The Israeli National Genetic Database (INGD) is an online repository of genetic disorders in the Israeli population. The data is obtained mostly from publications in the medical literature as well as from some unpublished observations contributed from individual clinicians.
Efforts are made to ensure that INGD is accurate and up-to-date. Nevertheless, there may be omissions and errors; thus, the data should be used with caution.
Feedback is welcomed; comments and suggestions will help improve this database for everyone.

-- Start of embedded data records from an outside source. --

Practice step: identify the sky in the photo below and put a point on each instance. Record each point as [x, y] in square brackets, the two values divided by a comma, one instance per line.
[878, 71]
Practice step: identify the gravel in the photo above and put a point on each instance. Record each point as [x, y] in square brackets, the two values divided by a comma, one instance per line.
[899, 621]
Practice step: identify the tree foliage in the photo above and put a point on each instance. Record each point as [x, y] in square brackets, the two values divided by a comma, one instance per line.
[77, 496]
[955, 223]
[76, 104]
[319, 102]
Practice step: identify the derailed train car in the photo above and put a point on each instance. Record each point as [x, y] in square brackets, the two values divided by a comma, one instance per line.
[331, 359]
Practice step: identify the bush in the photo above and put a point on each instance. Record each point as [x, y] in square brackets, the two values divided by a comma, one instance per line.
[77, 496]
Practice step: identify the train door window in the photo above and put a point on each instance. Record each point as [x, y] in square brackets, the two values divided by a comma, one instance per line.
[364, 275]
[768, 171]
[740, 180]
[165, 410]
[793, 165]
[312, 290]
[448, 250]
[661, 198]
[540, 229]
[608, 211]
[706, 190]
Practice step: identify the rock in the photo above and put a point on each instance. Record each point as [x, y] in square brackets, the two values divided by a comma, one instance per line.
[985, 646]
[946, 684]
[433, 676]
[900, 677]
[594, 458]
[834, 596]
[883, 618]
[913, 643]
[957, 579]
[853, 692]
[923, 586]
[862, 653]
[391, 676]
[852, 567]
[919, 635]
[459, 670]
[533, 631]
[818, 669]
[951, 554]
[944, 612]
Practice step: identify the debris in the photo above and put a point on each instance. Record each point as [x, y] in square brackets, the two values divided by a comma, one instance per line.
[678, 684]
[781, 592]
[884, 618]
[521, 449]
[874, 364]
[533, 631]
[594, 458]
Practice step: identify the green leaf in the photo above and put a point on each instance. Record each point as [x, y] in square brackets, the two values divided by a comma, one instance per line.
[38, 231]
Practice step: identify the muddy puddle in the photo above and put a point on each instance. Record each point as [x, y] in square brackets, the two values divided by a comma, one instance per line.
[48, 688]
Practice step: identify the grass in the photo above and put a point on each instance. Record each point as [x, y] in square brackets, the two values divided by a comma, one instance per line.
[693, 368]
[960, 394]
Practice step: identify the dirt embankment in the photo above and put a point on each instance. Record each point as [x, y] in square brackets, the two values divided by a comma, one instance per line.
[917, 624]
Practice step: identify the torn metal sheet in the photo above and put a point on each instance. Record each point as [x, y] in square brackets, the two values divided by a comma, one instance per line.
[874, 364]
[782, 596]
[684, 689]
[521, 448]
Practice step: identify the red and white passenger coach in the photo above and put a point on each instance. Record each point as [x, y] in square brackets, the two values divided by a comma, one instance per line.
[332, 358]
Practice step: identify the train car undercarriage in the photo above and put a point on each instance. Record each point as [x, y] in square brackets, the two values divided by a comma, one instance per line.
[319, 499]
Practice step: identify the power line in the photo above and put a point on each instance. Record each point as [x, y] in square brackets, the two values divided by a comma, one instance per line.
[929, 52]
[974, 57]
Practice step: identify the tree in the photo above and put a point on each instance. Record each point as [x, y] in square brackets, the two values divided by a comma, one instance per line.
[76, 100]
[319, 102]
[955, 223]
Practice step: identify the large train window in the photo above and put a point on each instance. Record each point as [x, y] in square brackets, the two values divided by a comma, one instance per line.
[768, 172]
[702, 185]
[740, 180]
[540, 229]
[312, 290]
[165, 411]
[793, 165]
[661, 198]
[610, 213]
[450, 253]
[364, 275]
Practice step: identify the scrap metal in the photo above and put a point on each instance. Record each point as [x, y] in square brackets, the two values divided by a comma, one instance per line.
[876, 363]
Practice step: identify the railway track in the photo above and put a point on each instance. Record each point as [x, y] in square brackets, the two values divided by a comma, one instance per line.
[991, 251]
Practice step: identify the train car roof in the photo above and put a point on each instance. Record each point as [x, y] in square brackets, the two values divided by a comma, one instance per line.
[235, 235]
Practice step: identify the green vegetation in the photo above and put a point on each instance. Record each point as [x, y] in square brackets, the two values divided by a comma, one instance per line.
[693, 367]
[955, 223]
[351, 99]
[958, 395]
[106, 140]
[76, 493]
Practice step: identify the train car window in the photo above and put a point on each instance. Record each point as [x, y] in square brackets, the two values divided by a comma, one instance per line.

This project is dedicated to the memory of the late Professor Richard M Goodman whose publications, specifically his book on genetic disorders among Jews, were an inspiration.
Hints for searching and reading the results
The largest group includes the Ashkenazi Jews who originated from Eastern and Central Europe. Non- Ashkenazi Jews are subdivided according to their country of origin before their migration to Israel.
In the Jewish population either in Israel or in the world, this database intends to include all recessive Mendelian disorders and dominant/ X linked Mendelian disorders that are either relatively frequent or have a specific mutation reported at an increased frequency.
In the present database Arabs are of Palestinian origin either Israeli citizens or from the Palestinian Authority or reported as Palestinian Arabs without other details. The Arabs when details on the religion are known are divided accordingly as Muslim Arabs, Christian Arabs and Druze. The Muslim Arabs are categorized as either Muslims or Bedouins (when the distinction is known). Among Arabs the database intends to include all recessive Mendelian disorders and in the case of dominant and X linked Mendelian disorders all the mutations that were characterized in more than one family. Most of the Arab population is living in villages, small towns with a strong tradition of marriages within the family. The origin of some of the patients is known and available in Search + (using a specific 'user name' and 'password').
Diseases and genes
The names of disorders and genes are listed as existing in OMIM. In order to facilitate the search of diseases there is also an option to free text search. In some cases, there is not yet an OMIM entry and a provisional number was given. In some cases the patients presented with a phenotype different from the one implied in the name of the disorder and this is mentioned in the phenotype column.
A search may be done using the exact name or in the case of diseases it is possible to search using a general term included in the name of the disease, allowing therefore wider search (for instance retinitis pigmentosa). For ethnic groups a similar option is available. However, intentionally, the search according to ethnic groups does not include the possibility to search for Ashkenazi Jews or Muslim Arabs.
Available for Arabs only after signing in, using a specific 'user name' and 'password'
Number of chromosomes column
The number of alleles was calculated in the independent patients who are known and reported. In cases in which there are more than two non-related patients reported, the mutation is assumed to be a founder mutation. For Ashkenazi Jews the frequency in gnomAD browser was also taken into consideration in classifying the mutations.
Carrier frequency column
The carrier frequency is listed as a percent (note that this represents carrier frequency and not allele frequency). It was calculated from a random sample of individuals from the same ethnic group. In the Ashkenazi Jewish population in many cases, noted with an asterisk, the carrier frequency was calculated according to the data in gnomAD.
In certain cases, such as the Israeli Arabs or the Druze, the mutation(s) is limited to either one or two villages, a tribe or a region. Thus, the number indicated represents the frequency of the mutation in the particular village/tribe/region.
In cases when it was observed by the coordinator that the variant reported in patients is classified in ClinVar as benign or begin/likely benign it is mentioned in this column.
When available/known the PubMed link is given.
'p.c.' denotes personal communication; details may be available by contacting the coordinator.
Varsome; if a link to ClinVar exists, it is available in the Varsome database.